In those difficult days, he joined neighbors Joe and Sue Park in helping found the Ellis, though he said Park was the driving force and he simply attended meetings.

“I really feel like all of my efforts were self-serving,” he said. “All of what we did has made my building and my neighborhood better.”

Now, however, the neighborhood has completely turned around, and the bottom floor of his building hosts the popular South End Buttery, and he has great tenants in his building. He said of his five units, over the last 10 years he’s had 13 babies in those apartments. Even right now, he has four children under 3 in his units.

That is a treasure for him, he said.

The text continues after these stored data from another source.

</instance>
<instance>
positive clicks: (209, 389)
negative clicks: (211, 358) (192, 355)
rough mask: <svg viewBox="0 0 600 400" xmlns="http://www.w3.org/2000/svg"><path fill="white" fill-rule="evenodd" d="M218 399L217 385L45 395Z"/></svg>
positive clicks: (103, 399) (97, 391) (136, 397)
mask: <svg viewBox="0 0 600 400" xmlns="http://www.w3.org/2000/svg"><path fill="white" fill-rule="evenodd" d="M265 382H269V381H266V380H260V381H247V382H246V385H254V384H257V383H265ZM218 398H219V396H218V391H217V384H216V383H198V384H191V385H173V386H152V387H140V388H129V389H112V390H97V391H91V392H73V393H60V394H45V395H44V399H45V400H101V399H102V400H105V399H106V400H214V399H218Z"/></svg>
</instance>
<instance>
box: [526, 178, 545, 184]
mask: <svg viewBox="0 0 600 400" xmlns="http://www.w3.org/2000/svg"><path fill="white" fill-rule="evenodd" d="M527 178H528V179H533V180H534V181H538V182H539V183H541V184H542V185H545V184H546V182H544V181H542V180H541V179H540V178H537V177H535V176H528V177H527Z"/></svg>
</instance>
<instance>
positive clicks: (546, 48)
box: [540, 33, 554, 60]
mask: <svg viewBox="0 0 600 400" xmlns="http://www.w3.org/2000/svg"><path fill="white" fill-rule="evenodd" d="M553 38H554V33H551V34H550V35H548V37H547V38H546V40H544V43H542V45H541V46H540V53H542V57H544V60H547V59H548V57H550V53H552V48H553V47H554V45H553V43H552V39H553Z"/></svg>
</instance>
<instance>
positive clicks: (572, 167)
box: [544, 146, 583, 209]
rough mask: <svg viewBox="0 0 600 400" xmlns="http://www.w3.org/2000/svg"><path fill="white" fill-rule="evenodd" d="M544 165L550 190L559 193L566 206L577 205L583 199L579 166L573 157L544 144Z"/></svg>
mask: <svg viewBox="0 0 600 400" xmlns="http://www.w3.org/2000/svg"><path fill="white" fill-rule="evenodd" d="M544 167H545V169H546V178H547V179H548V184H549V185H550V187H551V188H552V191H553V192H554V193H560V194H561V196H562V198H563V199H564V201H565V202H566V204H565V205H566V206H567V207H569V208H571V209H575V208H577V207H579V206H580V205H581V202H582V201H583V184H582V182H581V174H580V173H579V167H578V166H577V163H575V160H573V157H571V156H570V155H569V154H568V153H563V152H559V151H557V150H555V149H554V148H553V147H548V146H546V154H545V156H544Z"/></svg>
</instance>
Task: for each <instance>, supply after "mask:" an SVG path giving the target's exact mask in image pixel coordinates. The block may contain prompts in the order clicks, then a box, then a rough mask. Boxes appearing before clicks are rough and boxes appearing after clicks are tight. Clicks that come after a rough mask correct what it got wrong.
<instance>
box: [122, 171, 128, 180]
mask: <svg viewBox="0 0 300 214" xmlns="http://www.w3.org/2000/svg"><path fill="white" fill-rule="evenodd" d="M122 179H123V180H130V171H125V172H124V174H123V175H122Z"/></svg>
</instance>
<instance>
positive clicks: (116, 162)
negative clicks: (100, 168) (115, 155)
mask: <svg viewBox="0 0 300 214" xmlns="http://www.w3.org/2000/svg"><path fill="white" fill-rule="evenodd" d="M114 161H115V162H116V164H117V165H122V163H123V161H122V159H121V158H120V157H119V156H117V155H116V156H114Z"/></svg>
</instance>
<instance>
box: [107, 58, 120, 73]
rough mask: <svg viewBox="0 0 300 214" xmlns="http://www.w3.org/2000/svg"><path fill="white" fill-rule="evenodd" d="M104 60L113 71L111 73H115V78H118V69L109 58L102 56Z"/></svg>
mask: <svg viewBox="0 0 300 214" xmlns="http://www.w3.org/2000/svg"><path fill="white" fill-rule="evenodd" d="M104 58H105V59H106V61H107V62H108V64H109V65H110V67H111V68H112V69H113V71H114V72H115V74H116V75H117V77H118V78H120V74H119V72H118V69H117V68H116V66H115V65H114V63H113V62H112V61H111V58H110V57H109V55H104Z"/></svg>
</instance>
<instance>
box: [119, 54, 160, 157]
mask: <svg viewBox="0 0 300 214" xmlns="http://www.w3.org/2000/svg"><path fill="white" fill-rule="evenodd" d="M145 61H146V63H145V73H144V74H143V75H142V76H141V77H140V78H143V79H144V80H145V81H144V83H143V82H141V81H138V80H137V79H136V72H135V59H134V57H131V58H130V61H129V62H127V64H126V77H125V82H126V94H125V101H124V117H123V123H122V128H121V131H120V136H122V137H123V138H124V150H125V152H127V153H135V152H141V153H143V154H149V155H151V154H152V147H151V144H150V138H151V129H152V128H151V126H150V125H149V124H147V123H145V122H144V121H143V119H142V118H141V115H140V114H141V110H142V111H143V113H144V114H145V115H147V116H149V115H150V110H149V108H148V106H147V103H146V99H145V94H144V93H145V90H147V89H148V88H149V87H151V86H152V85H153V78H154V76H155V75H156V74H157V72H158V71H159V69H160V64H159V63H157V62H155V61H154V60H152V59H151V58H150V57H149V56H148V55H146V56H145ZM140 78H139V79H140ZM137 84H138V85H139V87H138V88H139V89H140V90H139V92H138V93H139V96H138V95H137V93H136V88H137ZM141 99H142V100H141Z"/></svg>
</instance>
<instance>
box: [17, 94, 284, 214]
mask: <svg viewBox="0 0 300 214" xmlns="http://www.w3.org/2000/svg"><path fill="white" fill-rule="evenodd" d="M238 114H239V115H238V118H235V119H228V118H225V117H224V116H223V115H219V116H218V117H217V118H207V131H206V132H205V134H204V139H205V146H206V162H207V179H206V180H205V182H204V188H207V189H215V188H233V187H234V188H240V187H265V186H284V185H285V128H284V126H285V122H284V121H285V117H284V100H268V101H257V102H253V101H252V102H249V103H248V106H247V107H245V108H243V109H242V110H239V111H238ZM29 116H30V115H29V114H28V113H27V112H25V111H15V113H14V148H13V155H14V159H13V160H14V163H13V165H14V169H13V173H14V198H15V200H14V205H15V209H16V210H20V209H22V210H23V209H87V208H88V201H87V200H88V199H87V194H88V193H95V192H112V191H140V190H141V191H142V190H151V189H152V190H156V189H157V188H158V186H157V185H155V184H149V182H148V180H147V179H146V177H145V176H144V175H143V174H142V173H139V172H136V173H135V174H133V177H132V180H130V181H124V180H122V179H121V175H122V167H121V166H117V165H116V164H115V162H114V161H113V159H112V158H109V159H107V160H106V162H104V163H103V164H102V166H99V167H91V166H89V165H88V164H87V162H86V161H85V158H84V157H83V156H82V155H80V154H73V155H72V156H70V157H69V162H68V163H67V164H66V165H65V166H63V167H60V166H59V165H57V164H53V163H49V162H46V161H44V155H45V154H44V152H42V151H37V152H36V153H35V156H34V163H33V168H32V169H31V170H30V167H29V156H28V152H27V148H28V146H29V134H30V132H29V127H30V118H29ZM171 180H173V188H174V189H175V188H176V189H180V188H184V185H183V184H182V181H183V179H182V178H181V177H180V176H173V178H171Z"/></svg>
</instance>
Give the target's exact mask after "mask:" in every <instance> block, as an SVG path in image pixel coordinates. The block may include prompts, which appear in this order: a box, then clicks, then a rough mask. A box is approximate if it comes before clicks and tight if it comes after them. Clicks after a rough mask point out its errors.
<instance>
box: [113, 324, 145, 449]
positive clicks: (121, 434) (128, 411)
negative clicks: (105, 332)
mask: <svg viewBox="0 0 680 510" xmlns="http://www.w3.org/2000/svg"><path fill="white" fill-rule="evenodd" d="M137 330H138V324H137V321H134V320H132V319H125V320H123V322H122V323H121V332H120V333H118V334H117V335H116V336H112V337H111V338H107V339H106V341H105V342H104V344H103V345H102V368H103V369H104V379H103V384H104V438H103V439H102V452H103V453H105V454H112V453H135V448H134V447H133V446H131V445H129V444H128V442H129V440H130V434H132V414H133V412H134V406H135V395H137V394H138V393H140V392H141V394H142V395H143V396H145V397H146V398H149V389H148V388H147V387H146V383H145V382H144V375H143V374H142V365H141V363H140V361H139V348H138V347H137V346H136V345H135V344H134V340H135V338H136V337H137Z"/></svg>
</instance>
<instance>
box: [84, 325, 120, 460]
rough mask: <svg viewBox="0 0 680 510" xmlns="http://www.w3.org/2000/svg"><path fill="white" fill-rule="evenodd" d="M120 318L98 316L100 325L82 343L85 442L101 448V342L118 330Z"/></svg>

This past March, he invited all of the former tenants and their families to come back and celebrate his birthday with him. Many of them came, and that was pure joy for the life-time Southender.

But most days, he said, he is busy picking up his two grandchildren from school in Jamaica Plain, where they live. He said he loves going down every day to pick them up and find out what they’ve done in school.

“That’s the most exciting job I’ve had in the past 20 years,” he said.